Three years ago I was living back in the States (Boston) and working a 3-month internship at America’s Test Kitchen, home of Cook’s Illustrated magazines and cookbooks. As part of “graduation” from the internship program, we did a “muffin project” (I promise there will be no more ” ” in this article….) which involved developing a unique muffin recipe and writing an article about it in the style of Cook’s Illustrated magazine.
I challenged myself to create a muffin sweetened only with fruit – no other added sugars. After much late-night tinkering in the kitchen and bribing friends and family to taste “just one more muffin” (sorry, broke my promise), I came up with a recipe that was not only naturally sweet and chock full of healthy ingredients, but tasted really good as well.
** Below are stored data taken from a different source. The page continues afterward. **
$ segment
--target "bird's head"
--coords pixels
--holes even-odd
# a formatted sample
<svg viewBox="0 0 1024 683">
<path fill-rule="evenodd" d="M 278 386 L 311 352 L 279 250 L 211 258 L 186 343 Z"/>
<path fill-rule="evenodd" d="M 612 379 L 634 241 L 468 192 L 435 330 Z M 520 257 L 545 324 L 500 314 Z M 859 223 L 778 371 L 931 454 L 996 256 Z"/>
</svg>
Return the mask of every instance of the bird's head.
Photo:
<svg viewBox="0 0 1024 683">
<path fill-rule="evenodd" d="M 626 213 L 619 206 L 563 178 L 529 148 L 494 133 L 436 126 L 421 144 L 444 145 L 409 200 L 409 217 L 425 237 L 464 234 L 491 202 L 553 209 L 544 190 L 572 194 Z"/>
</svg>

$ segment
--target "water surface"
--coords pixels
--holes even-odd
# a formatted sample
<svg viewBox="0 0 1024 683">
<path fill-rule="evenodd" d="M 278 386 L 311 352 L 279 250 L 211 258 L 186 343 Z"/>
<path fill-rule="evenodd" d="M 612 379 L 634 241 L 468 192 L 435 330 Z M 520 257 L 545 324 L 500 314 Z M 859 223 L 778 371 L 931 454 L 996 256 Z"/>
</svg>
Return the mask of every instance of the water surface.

My secret was a combo of fruit juice and raisins heated on the stove and pureed once reduced to a sweet concentrate. Plus I folded chunks of sweet pineapple into the finished batter to ensure an extra burst of sweetness with every bite.
Once the project was complete, I couldn’t even look at another muffin for months. Now three years later I’m rifling through recipes from my ATK days and found this one. The passage of time helped heal my muffin wound and I made this recipe with happy thoughts back to my days in Boston and at ATK….and to what was probably one of the first food recipes I developed.
Pineapple Pecan Muffins (makes 12 large muffins)
Note: If using canned pineapple, buy pineapple slices (a 20 ounce can provides 1 cup of juice). Lemon zest can be substituted for the orange zest. Apple juice or another sweet fruit juice can be substituted for pineapple juice. Though golden raisins are preferred for their lighter color, regular seedless raisins can be substituted; the muffins will be slightly darker in color (I used regular dark raisins for the batch in the photos as I couldn’t find golden raisins at my store in the UK).
1 cup (250 ml) pineapple juice
¾ cup (100 grams) raisins, preferably golden
3 very ripe bananas
4 tablespoons (55 grams) unsalted butter, melted and cooled
¼ cup (60 ml) vegetable oil
1 teaspoon vanilla extract
1 teaspoon orange zest
1 ¼ cups (85 grams) old-fashioned rolled oats
1 ¼ cups (170 grams) whole wheat flour
1 teaspoon baking powder
½ teaspoon baking soda
¼ teaspoon salt
1 tablespoon ground cinnamon
1 teaspoon ground ginger
½ teaspoon ground cloves
1 cup (100 grams) pecans, toasted and chopped coarsely
1 cup (175 grams) small pieces of fresh or canned/tinned pineapple (pieces should be no more than ½-inch or 1.25)
Preheat oven to 375º F (190º C). Line a 12-cup muffin tin with paper liners.
Combine juice and raisins in a small saucepan. Bring to a boil over medium-high heat. Reduce heat to medium and simmer for about 15 minutes, stirring occasionally, until only a small amount of liquid remains (when you run a spoon along the bottom of the pan, a wake should briefly appear – see pics above). Remove pan from heat and cool slightly, about 5 minutes. Transfer warm mixture to food processor and process until smooth, scraping down sides of bowl at least once.
In a medium bowl, mash the bananas with a fork. Whisk in the juice/raisin puree, eggs, butter, oil, vanilla and orange zest until combined. In a large bowl, whisk oats, flour, baking powder, baking soda, salt, cinnamon, ginger and cloves. Stir in the pecans. Using rubber spatula, fold banana mixture into flour mixture until just moistened. Gently fold in pineapple until just combined.
Using ice cream scoop or large spoon, divide batter evenly among prepared muffin cups (batter should completely fill cups and mound slightly – they’ll be quite full). Bake until muffins are golden brown and toothpick inserted in center of muffin comes out clean, 15-18 minutes, rotating muffin tin halfway through baking. Let muffins cool in tin for 5 minutes, then transfer to wire rack and let cool for 5 minutes before serving.